Print

Print


Martin Mueller wrote:

[...]
> I thought I was very smart when I decided to give every Shakespearean
> character a corpus-wide unique ID so that a speech by Falstaff would
> always have the same who attribute   But this created problems when I
> turned the plays into a TEI corpus:  validation routines complained
> about the same id being used more than once.
[...]

But if you had indeed given each "character" (in the specific understanding
of "character" you have in mind) a corpus-wide unique ID, then you would not
get these complaints. When your corpus is assembled and validated, if more
than one element has been assigned the same ID (which is what this error
message means) then by definition the ID's are not unique. The thing to bear
in mind is that the only "uniqueness" that counts here is the structural
uniqueness of the element and its identifier. It may well be that two
different elements have a semantic reference to the same "unique" thing, but
that sense of referential uniqueness can be represented in markup only by
indirection.

What you seem to have in mind here is a sort of "abstract persona"
(henceforth "ap"), which can be embodied in more than one play under
different names. If you want to provide access to information about that ap,
the most straightforward strategy I can think of is as follows.

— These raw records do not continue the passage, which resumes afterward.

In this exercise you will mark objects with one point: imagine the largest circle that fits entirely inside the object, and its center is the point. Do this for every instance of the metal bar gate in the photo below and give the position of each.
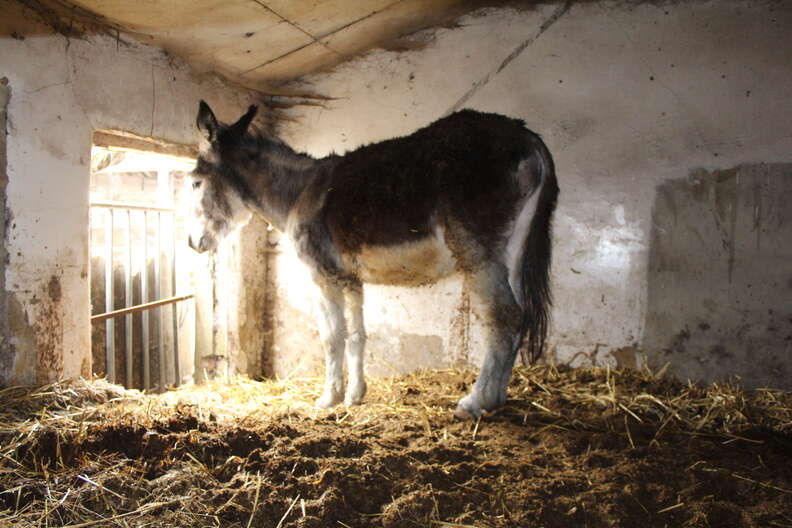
(116, 211)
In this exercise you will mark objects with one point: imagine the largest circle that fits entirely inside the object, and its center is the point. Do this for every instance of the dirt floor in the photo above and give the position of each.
(573, 448)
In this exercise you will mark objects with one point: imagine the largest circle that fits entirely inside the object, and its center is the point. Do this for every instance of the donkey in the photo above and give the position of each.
(471, 193)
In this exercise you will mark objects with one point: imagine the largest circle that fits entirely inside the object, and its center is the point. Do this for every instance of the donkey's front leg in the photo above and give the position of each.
(502, 323)
(356, 346)
(332, 331)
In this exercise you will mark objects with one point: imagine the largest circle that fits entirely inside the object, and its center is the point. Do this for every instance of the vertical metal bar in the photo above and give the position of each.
(128, 295)
(174, 307)
(109, 298)
(159, 310)
(145, 315)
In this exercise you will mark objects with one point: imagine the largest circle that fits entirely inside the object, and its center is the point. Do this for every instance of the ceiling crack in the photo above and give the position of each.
(291, 23)
(315, 40)
(478, 85)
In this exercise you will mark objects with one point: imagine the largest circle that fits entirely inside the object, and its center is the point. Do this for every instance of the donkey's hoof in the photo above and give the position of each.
(355, 395)
(330, 398)
(468, 408)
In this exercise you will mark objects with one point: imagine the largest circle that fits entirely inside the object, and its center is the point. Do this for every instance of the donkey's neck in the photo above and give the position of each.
(281, 176)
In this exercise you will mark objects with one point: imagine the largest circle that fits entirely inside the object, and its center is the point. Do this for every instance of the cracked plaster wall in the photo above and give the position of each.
(627, 98)
(63, 90)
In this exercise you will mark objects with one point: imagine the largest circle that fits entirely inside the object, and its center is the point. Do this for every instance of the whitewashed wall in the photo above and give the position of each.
(61, 91)
(626, 96)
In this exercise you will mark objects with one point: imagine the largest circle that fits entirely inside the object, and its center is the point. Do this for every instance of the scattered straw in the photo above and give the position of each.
(45, 480)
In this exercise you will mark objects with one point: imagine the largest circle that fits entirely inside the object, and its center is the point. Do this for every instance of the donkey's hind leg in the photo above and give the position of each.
(501, 317)
(332, 331)
(355, 345)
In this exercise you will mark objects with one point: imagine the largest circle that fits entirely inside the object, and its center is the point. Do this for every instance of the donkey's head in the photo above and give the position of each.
(220, 194)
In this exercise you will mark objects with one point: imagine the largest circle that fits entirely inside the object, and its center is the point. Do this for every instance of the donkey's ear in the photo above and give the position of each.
(240, 127)
(207, 122)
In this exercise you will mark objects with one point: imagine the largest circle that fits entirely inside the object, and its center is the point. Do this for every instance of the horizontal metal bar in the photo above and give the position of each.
(139, 308)
(133, 205)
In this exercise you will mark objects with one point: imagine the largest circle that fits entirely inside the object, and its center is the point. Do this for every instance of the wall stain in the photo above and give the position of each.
(48, 328)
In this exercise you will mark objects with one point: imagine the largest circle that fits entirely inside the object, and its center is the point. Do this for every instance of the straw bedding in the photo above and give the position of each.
(585, 447)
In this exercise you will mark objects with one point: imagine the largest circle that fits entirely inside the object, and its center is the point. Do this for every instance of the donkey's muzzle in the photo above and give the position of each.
(203, 244)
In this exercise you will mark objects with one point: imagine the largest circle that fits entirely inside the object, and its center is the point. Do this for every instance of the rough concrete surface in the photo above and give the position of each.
(627, 97)
(5, 356)
(720, 275)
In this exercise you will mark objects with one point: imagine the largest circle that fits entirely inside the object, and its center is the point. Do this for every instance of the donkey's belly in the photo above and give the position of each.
(409, 264)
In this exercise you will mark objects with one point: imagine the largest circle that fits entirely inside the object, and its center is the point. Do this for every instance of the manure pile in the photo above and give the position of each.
(573, 448)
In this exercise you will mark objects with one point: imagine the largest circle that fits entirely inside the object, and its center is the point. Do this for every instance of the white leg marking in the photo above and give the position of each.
(332, 330)
(501, 319)
(515, 244)
(355, 348)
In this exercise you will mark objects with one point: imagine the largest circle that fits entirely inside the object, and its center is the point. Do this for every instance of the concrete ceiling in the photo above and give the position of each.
(263, 43)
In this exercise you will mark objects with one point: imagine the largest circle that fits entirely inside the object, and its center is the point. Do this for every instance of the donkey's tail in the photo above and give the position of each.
(536, 256)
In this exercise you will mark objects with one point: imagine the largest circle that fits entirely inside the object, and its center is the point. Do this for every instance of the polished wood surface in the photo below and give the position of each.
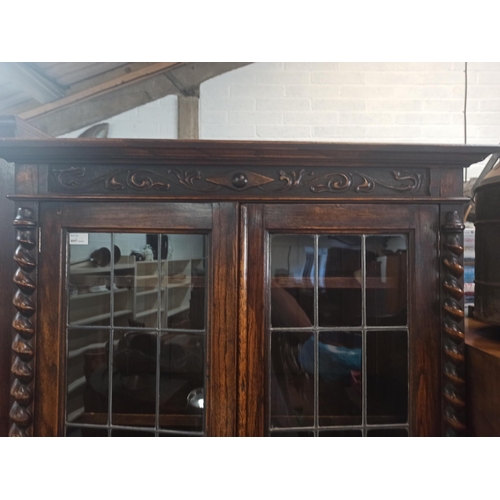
(238, 193)
(10, 127)
(482, 352)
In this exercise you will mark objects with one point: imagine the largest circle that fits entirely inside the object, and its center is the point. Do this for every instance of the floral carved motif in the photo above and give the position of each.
(340, 181)
(80, 179)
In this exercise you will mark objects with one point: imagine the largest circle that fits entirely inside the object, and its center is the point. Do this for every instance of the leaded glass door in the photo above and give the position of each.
(347, 311)
(137, 330)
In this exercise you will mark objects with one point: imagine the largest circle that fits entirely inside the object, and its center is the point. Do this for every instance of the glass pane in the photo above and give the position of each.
(132, 433)
(292, 286)
(387, 433)
(340, 280)
(386, 280)
(292, 382)
(387, 377)
(86, 432)
(134, 378)
(343, 433)
(89, 279)
(340, 378)
(183, 282)
(86, 369)
(292, 434)
(182, 394)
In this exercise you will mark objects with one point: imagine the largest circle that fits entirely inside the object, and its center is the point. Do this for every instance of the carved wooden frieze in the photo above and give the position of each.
(453, 337)
(316, 183)
(23, 347)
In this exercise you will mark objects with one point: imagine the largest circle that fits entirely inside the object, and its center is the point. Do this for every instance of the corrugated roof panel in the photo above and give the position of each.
(70, 73)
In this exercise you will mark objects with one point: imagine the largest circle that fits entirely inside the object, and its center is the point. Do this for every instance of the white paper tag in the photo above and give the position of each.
(79, 238)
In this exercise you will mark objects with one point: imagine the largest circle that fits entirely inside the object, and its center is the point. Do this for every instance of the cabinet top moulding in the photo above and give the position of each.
(240, 153)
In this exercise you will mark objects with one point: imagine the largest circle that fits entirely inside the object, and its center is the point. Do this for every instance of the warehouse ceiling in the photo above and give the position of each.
(60, 97)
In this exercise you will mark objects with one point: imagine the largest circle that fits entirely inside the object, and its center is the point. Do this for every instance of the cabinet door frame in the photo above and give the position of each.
(419, 221)
(218, 220)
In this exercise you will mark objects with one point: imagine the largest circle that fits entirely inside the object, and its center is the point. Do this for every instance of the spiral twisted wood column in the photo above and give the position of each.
(23, 345)
(453, 336)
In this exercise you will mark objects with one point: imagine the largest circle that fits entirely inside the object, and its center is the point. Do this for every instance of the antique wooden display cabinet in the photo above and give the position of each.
(233, 288)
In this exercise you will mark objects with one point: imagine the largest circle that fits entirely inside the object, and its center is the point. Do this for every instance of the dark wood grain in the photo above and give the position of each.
(112, 216)
(482, 357)
(223, 321)
(13, 127)
(23, 365)
(452, 317)
(323, 217)
(199, 187)
(49, 412)
(252, 324)
(171, 152)
(425, 345)
(7, 209)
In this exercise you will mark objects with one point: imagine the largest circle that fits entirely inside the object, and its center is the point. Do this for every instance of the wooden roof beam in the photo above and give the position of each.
(133, 77)
(33, 82)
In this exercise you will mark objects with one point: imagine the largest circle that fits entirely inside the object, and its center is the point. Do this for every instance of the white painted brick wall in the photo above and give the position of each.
(415, 102)
(154, 120)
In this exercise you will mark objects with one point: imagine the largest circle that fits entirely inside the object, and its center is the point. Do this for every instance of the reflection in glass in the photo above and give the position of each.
(387, 377)
(134, 377)
(132, 433)
(340, 378)
(292, 388)
(88, 354)
(183, 281)
(386, 280)
(86, 432)
(340, 280)
(331, 362)
(387, 433)
(89, 281)
(341, 433)
(292, 287)
(292, 434)
(182, 394)
(148, 283)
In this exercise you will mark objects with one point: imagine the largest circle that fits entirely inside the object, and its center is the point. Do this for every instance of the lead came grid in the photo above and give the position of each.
(160, 330)
(394, 336)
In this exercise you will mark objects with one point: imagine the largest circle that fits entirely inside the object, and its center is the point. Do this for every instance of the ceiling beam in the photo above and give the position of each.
(98, 90)
(33, 82)
(95, 108)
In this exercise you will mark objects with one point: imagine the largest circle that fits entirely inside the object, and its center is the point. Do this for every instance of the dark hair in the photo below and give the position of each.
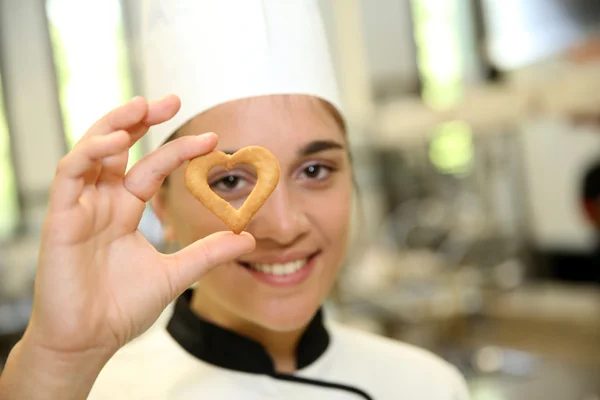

In the dramatis personae listing, after assigning an ID for the character
concerned as embodied in this play (making sure of course that you do not
unintentionally re-use a value that may occur in another work, the best
means of doing so being to use a work-specific component when generating the
ID)  go on to add an IDREF attribute pointing to a list of multiply-embodied
ap's (="meap"). This list, which need be no longer than the total number of
such meap's in the corpus and so need not be of "mega" dimensions, might
well be placed in the teiHeader of the Corpus container. It would assign
each
meap its unique ID and map it  to its embodiments via a list of IDREFs
(where the values would correspond to those assigned to the "embodied"
character in the various works). Your various "who" attributes would point
initially to the dramatic personae ID of the play concerned, but your
processing would then have the option of checking for an IDREF to the meap
list and following it up if appropriate. This approach would allow you to
add the ability to track the existence of such meap's with the minimum
amount of additional markup and processing. There are other strategies, but
these would I think all involve the "mega" list that you are undestandably
anxious to avoid.

I think this is a logical problem, not a DTD or schema specific one, so I
don't see how waiting for P5 would do much good, though it would offer
different ways of expressing the same sorts of solution. There will indeed
be differnt ways of pointing from one element to another, but none of them
will alter the intrinisic nature of element uniqueness in a structured
document.

Michael Beddow